David Allen Ibsen has written a blog called Telling Tales: “Hey marketing guy, how much did you make me today?” It’s a short and sweet tale of his experiences as a consumer marketing manager in an advertising, sales-driven organization (cable channel). In this position, David is visited often by the CEO. The CEO asks almost daily, “How much money did you make me today?” and our hero, David, is always forced to reply “Not a penny, Larry.” While laced with humor, David could read the implied threat in the CEO’s question.

That’s the trouble with marketing. Results are rarely immediate and sometimes unquantifiable (although this is less often the case today than in the past). It’s why the marketing budget is the first to get chopped in an economic downturn.
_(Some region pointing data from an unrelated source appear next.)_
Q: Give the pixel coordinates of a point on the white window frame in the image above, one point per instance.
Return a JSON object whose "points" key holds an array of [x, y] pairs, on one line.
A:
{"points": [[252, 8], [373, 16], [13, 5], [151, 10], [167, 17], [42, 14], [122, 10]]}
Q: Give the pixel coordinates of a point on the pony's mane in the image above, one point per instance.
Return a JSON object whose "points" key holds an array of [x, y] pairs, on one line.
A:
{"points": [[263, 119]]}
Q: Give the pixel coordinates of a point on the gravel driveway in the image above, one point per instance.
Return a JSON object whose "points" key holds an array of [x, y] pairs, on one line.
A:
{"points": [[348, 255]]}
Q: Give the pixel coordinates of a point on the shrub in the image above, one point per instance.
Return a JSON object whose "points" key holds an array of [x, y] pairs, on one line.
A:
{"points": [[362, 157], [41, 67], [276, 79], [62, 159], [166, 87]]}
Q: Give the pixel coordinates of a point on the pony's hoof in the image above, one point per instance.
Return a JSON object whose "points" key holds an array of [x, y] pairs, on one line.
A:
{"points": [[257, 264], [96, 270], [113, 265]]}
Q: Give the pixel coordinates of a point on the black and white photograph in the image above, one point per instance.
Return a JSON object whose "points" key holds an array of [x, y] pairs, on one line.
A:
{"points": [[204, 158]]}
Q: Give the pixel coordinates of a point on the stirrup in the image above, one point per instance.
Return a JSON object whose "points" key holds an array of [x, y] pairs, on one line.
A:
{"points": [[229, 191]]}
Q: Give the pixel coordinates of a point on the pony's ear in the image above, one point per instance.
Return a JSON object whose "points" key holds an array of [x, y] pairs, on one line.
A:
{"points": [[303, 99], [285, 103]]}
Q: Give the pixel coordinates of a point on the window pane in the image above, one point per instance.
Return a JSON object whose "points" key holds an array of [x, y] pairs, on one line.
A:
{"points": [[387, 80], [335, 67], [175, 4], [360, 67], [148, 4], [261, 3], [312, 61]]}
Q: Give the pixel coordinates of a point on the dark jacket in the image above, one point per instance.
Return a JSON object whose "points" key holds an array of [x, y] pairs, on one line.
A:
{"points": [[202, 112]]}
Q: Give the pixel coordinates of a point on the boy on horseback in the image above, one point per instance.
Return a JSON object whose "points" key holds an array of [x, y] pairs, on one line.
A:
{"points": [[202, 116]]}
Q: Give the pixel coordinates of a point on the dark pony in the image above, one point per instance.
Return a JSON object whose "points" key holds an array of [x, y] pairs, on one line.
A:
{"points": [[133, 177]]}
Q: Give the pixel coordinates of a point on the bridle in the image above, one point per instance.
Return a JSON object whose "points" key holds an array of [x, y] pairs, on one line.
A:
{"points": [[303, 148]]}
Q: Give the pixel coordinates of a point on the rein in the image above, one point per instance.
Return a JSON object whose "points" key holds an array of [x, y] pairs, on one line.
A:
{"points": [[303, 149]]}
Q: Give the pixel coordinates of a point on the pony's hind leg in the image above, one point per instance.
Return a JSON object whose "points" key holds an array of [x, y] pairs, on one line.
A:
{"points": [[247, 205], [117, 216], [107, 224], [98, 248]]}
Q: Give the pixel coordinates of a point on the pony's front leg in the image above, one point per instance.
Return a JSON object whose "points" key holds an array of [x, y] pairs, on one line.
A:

It’s the perception that marketing doesn’t deliver the goods like sales does. But cutting the marketing budget is a huge mistake. Numerous studies from the 1920’s to today reveal that companies that maintain or increase their marketing efforts during a down economy recover 40 to 200% faster than businesses that cut their marketing spending. In many cases, companies that cut marketing altogether never recover.

Instead of making cuts that could severely alter the future of your business, try doing the following:

  • Maintain or increase your outreach. This will keep you top of mind while your competition cuts marketing spending and disappears from the radar. Even in tough economic climates, your services are still needed.
  • Shift your marketing dollars. Review the effectiveness of your spending and tweak as needed to get a higher return on marketing investments.
  • Embrace technology. You can increase social media exposure with a minimal financial investment. Keep in mind that social outreach will require investments of time, but when business is slow, your staff may have more time to support these efforts. Give thought to how Facebook, YouTube, foursquare, blogs, Twitter, etc. can help you.
  • Think of marketing as a revenue generator. Without it, your sales team will have a much tougher time introducing your products and services to prospects.

As for David Ibsen, one morning he was able to answer his CEO’s question with “Well Larry, I spent a million dollars of your money on a party, and the sales team signed $6 million worth of deals at the event last night. So, I guess I made you $5 million.”